6. Voor zover eiser betoogt dat hij in de bezwaarfase niet is gehoord, oordeelt de rechtbank als volgt. Ingevolge artikel 231, tweede lid, van de Gemeentewet in samenhang met artikel 25, eerste lid, van de Algemene wet inzake rijksbelastingen (hierna: Awr) wordt een belanghebbende in afwijking van artikel 7:2 van de Awb, gehoord op zijn verzoek. Niet gebleken is dat eiser op enig moment aan verweerder een dergelijk verzoek heeft gedaan. Van schending van de hoorplicht is derhalve geen sprake.
7. Op een bezwaarschrift dat niet is ingediend in de laatste zes weken van een kalenderjaar moet verweerder, gelet op het bepaalde in de artikelen 30, negende lid, van de Wet WOZ en artikel 236, tweede lid, van de Gemeentewet, in afwijking van artikel 7:10, eerste lid, van de Awb uitspraak doen in het kalenderjaar waarin het bezwaarschrift is ontvangen. Nu vast staat dat het bezwaarschrift op 7 april 2016 door verweerder is ontvangen, had verweerder tot en met 31 december 2016 de tijd om uitspraak te doen. De uitspraak op bezwaar is op 13 december 2016 verzonden. Dit is binnen de in artikel 30, negende lid, van de Wet WOZ en artikel 236, tweede lid, van de Gemeentewet genoemde termijn. De uitspraak op bezwaar is dan ook tijdig verzonden.

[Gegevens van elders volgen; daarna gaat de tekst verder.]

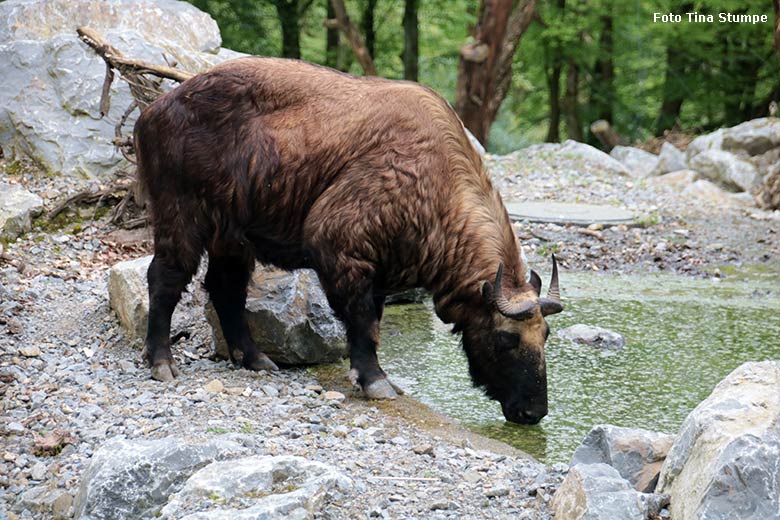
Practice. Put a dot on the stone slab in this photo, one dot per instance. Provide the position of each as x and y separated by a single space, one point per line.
569 213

8. De stelling van eiser dat de uitspraak op bezwaar onvoldoende is gemotiveerd en daarom de aanslagen moeten worden vernietigd, slaagt niet, reeds omdat de loop van de procedure in belastingzaken meebrengt dat, indien de uitspraak op een bezwaarschrift als bedoeld in artikel 25 van de Awr niet of niet voldoende met redenen is omkleed, dit alleen tot gevolg heeft dat de rechtbank, zo die het beroep ongegrond verklaart, verplicht is zelf de gronden daarvoor in de uitspraak op te nemen (Hoge Raad, 4 mei 1994, ECLI:NL:HR:1994:ZC5668, BNB 1994/195). De rechtbank overweegt voorts dat verweerder in de uitspraak op bezwaar voldoende is ingegaan op de aangevoerde bezwaargronden en voldoende heeft uiteengezet waarom de door eiser aangevoerde bezwaren niet tot gegrondverklaring van het bezwaar kunnen leiden. Het voorgaande brengt de rechtbank tot het oordeel dat het motiveringsbeginsel niet is geschonden. 9. Ingevolge artikel 17, tweede lid, van de Wet WOZ wordt de waarde van een onroerende zaak bepaald op de waarde die aan de onroerende zaak dient te worden toegekend indien de volle en onbezwaarde eigendom daarvan zou kunnen worden overgedragen en de verkrijger de zaak in de staat waarin die zich bevindt, onmiddellijk en in volle omvang in gebruik zou kunnen nemen. Daarbij heeft als waarde te gelden de waarde in het economische verkeer. Dat is de prijs die bij aanbieding ten verkoop op de voor die onroerende zaak meest geschikte wijze na de beste voorbereiding door de meest biedende gegadigde voor de onroerende zaak zou zijn betaald. Op verweerder rust de last aannemelijk te maken dat hij de waarde niet te hoog heeft vastgesteld.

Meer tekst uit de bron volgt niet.